I’ve migrated my private Seafile cloud to NC18.01 and have deployed NC for my sports club and company as well. All setups are running on Ubuntu Server 18.04 and I’m happy so far.

One thing I see on all servers with Elasticsearch: During indexing a number of files are not indexed correctly. Not a huge number and I can live with that, but it’ll be good to know any reasons why this happens.

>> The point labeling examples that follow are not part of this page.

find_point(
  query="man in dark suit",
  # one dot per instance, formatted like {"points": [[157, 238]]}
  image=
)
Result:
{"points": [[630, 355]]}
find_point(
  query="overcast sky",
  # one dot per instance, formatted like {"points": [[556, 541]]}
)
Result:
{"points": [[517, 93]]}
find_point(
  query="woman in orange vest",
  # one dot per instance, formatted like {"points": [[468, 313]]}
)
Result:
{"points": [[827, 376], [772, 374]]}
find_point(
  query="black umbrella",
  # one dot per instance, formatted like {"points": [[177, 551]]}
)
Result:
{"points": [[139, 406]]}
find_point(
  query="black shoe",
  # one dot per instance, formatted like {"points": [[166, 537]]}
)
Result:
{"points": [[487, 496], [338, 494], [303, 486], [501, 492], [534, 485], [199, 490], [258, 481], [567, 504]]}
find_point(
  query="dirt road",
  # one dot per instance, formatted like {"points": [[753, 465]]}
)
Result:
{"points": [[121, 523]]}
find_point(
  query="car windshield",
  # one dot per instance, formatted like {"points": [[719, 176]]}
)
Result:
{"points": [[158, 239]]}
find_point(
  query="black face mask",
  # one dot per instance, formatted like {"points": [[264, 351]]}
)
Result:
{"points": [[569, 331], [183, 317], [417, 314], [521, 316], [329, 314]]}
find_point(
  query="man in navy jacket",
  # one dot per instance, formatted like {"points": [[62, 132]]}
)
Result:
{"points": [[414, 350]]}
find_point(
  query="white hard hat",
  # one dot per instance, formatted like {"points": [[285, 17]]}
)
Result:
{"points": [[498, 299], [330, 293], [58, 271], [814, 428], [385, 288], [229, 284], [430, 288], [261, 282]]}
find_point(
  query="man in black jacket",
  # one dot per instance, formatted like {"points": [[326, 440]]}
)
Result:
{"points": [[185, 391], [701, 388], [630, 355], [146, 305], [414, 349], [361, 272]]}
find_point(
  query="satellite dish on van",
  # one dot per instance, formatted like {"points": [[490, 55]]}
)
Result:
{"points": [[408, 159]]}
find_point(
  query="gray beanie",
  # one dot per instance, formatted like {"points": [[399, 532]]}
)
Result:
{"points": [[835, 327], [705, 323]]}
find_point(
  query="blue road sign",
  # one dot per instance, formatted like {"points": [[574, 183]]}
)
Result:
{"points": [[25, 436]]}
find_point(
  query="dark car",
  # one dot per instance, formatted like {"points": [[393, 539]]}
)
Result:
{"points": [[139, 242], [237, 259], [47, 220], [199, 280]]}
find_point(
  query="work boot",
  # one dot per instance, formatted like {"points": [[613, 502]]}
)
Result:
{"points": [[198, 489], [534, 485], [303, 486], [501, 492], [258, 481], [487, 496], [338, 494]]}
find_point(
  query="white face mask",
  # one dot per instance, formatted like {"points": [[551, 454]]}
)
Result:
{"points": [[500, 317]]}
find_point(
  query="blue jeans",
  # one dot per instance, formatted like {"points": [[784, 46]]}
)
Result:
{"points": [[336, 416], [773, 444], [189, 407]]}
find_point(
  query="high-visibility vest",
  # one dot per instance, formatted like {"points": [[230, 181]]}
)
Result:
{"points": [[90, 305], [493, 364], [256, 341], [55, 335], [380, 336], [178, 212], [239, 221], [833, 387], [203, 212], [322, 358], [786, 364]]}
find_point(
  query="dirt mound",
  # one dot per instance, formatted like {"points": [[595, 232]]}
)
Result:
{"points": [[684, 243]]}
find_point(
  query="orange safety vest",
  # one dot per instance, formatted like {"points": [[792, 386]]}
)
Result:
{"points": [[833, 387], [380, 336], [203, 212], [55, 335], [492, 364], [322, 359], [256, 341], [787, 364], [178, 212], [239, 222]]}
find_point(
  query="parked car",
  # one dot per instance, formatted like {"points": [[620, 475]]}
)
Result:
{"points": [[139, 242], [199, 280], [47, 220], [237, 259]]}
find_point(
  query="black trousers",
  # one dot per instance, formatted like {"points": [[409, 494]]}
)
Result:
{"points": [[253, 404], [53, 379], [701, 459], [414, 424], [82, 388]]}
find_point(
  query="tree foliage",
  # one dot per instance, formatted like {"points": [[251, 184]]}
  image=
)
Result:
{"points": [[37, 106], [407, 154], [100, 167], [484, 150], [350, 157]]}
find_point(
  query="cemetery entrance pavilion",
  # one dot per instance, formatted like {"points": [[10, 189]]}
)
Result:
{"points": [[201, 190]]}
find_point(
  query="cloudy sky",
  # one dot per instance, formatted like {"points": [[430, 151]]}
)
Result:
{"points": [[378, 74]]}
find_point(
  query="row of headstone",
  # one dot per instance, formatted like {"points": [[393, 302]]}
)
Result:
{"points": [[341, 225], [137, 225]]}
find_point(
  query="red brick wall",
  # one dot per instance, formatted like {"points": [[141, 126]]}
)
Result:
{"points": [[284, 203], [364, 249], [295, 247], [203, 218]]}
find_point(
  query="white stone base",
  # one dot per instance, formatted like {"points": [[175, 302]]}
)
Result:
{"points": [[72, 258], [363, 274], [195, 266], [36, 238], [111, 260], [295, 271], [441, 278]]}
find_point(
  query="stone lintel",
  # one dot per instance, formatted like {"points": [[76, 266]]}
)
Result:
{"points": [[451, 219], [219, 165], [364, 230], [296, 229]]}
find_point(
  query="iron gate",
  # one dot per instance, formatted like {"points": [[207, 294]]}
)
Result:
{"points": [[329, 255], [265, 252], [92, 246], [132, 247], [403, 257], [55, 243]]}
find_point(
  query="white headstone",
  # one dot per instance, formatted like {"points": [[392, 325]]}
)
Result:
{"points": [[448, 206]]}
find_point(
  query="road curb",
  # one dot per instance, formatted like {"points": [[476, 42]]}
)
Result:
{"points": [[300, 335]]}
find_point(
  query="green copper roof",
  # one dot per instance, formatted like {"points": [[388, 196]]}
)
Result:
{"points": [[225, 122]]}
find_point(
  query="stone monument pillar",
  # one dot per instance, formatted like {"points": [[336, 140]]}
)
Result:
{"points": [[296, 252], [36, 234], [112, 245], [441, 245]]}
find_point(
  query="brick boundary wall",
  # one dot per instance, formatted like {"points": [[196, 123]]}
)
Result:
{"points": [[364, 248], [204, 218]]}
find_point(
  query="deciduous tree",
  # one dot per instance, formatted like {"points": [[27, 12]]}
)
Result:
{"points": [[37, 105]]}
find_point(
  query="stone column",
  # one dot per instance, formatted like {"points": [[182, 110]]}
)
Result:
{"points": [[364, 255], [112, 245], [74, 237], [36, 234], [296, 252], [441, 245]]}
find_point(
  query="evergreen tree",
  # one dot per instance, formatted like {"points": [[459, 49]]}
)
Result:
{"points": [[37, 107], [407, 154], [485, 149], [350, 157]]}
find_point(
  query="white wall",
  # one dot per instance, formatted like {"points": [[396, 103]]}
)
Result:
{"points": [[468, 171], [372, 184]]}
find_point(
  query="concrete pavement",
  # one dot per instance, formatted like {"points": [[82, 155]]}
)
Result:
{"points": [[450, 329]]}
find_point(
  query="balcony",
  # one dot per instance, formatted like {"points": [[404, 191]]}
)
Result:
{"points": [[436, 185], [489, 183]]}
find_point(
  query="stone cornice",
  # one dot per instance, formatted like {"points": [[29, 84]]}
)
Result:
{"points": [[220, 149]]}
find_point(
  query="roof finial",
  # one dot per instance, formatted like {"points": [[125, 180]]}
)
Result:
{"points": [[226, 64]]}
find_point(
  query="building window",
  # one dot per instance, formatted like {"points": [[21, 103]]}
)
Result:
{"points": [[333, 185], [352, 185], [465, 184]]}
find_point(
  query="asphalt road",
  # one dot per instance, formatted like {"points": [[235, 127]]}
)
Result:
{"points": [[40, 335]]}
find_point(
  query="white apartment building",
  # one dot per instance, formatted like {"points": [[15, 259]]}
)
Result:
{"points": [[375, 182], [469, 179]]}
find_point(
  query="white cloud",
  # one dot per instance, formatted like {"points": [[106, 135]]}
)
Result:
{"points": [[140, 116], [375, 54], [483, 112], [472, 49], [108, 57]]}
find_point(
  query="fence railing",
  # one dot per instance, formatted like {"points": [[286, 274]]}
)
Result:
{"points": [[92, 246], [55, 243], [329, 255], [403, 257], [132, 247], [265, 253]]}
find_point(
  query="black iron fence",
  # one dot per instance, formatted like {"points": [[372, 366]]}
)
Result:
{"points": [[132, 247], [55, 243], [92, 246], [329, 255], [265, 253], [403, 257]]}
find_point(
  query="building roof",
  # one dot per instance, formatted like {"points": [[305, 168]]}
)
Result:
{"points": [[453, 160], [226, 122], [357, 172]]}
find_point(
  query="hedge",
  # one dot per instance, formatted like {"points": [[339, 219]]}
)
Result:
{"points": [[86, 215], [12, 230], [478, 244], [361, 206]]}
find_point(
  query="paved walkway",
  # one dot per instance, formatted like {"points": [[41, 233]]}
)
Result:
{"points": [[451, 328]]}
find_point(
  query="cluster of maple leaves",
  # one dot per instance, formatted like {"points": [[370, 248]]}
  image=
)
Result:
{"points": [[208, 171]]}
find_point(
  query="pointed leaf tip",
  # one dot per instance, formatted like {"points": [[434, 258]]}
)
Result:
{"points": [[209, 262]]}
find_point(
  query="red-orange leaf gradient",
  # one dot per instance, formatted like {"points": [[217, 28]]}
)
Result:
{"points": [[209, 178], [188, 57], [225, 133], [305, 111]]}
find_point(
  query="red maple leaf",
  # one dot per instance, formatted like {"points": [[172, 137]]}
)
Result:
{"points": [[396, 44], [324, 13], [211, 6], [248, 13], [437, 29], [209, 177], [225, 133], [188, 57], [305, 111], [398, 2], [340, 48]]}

These documents do all give this error in the indexer:

[2020-02-19T05:10:30,832][DEBUG][o.e.a.b.TransportBulkAction] [EqJD9yI] failed to execute pipeline [attachment] for document [jaycloud/standard/files:108110]
org.elasticsearch.ElasticsearchException: java.lang.IllegalArgumentException: java.lang.IllegalArgumentException: field [content] not present as part of path [attachment.content]
	at org.elasticsearch.ingest.CompoundProcessor.newCompoundProcessorException(CompoundProcessor.java:195) ~[elasticsearch-6.8.6.jar:6.8.6]
	at org.elasticsearch.ingest.CompoundProcessor.execute(CompoundProcessor.java:134) ~[elasticsearch-6.8.6.jar:6.8.6]
	at org.elasticsearch.ingest.Pipeline.execute(Pipeline.java:100) ~[elasticsearch-6.8.6.jar:6.8.6]
	at org.elasticsearch.ingest.IngestService.innerExecute(IngestService.java:473) ~[elasticsearch-6.8.6.jar:6.8.6]
	at org.elasticsearch.ingest.IngestService.access$100(IngestService.java:68) ~[elasticsearch-6.8.6.jar:6.8.6]
	at org.elasticsearch.ingest.IngestService$4.doRun(IngestService.java:402) [elasticsearch-6.8.6.jar:6.8.6]
	at org.elasticsearch.common.util.concurrent.ThreadContext$ContextPreservingAbstractRunnable.doRun(ThreadContext.java:751) [elasticsearch-6.8.6.jar:6.8.6]
	at org.elasticsearch.common.util.concurrent.AbstractRunnable.run(AbstractRunnable.java:37) [elasticsearch-6.8.6.jar:6.8.6]
	at java.util.concurrent.ThreadPoolExecutor.runWorker(ThreadPoolExecutor.java:1149) [?:1.8.0_242]
	at java.util.concurrent.ThreadPoolExecutor$Worker.run(ThreadPoolExecutor.java:624) [?:1.8.0_242]
	at java.lang.Thread.run(Thread.java:748) [?:1.8.0_242]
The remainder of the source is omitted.